La troupe est en marche!
Finalement, après avoir vu « chou-fleur » de loin, un iceberg ayant une ressemblance légumineuse, et  « cinéberg », appelé comme ça car à l’époque on projetait des films directement sur cet iceberg, on s’arrête devant le berg chocolat de son petit nom! Il est ainsi nommé car présente une face partiellement marron dû à de la terre du continent ou à un raclement sur le fond océanique…mais personne ne sait vraiment.
Le "berg" chocolat
Lors du retour, on croise un autre groupe qui se dirige vers la manchotiére. Du coup, on se joint à eux et les plus courageux (dont moi!!) y resteront jusqu’à 10h du soir. 
Un intrus sur la photo?!
On aura pu constater que les Empereurs sont très curieux et pas du tout peureux du moment qu’on ne court pas ou crie pas devant eux. Il s’approche assez près, jusqu’à 1-2m environ. 
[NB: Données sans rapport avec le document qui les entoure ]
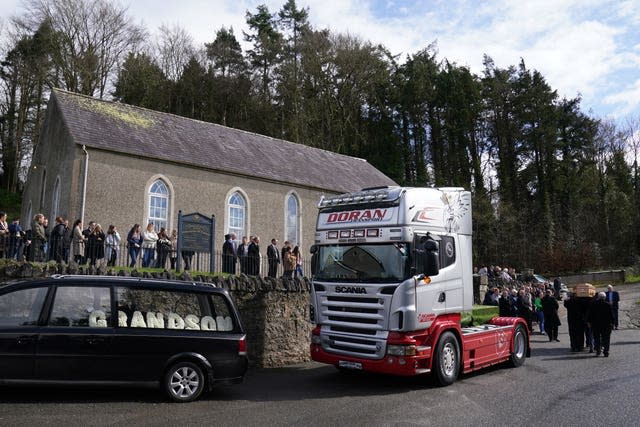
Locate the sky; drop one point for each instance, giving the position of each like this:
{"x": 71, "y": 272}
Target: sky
{"x": 586, "y": 48}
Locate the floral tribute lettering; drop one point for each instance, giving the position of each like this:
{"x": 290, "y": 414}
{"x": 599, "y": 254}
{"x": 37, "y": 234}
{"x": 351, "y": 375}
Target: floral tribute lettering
{"x": 157, "y": 321}
{"x": 98, "y": 319}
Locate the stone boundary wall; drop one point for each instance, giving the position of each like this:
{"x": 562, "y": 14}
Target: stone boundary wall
{"x": 613, "y": 276}
{"x": 274, "y": 311}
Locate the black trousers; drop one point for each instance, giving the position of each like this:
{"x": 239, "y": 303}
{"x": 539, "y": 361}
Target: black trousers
{"x": 601, "y": 338}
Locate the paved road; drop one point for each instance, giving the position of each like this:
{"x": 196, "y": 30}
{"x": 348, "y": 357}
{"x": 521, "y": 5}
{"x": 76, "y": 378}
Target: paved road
{"x": 554, "y": 387}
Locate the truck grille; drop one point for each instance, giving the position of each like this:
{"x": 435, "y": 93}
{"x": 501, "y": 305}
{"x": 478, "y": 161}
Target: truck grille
{"x": 354, "y": 325}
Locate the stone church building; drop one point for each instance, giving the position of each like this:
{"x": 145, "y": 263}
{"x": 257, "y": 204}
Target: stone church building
{"x": 119, "y": 164}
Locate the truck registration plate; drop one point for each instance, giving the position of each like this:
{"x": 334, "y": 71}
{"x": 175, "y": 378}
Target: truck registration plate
{"x": 349, "y": 365}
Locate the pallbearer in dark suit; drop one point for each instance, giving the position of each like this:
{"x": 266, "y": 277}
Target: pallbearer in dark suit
{"x": 243, "y": 255}
{"x": 600, "y": 319}
{"x": 228, "y": 256}
{"x": 254, "y": 257}
{"x": 273, "y": 257}
{"x": 614, "y": 301}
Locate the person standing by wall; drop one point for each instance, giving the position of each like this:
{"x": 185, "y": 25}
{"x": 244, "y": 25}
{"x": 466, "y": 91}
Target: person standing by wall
{"x": 273, "y": 258}
{"x": 149, "y": 239}
{"x": 96, "y": 246}
{"x": 613, "y": 298}
{"x": 296, "y": 253}
{"x": 288, "y": 262}
{"x": 228, "y": 256}
{"x": 243, "y": 255}
{"x": 4, "y": 236}
{"x": 56, "y": 249}
{"x": 38, "y": 238}
{"x": 16, "y": 240}
{"x": 77, "y": 242}
{"x": 174, "y": 249}
{"x": 537, "y": 303}
{"x": 551, "y": 318}
{"x": 134, "y": 243}
{"x": 112, "y": 243}
{"x": 600, "y": 319}
{"x": 163, "y": 247}
{"x": 254, "y": 257}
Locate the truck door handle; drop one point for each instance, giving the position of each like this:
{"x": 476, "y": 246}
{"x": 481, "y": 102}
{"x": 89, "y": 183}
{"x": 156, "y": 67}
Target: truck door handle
{"x": 25, "y": 339}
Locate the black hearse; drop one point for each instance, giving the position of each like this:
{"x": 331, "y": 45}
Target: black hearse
{"x": 182, "y": 336}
Les manchots, c'est aussi curieux!
Après l’effort, vient le réconfort avec un bon petit repas et un coucher de soleil à la croix Prud’homme. Ce fut encore une fois, une très belle journée, ensoleillée et sans vent!


PS : En relisant cet article, on dirait vraiment que je ne fais rien!! Mais pas du tout, c’est juste que je ne parle que très trucs marrants pendant l’été. Le maison-boulot-dodo, je vous le garde pour cet hiver!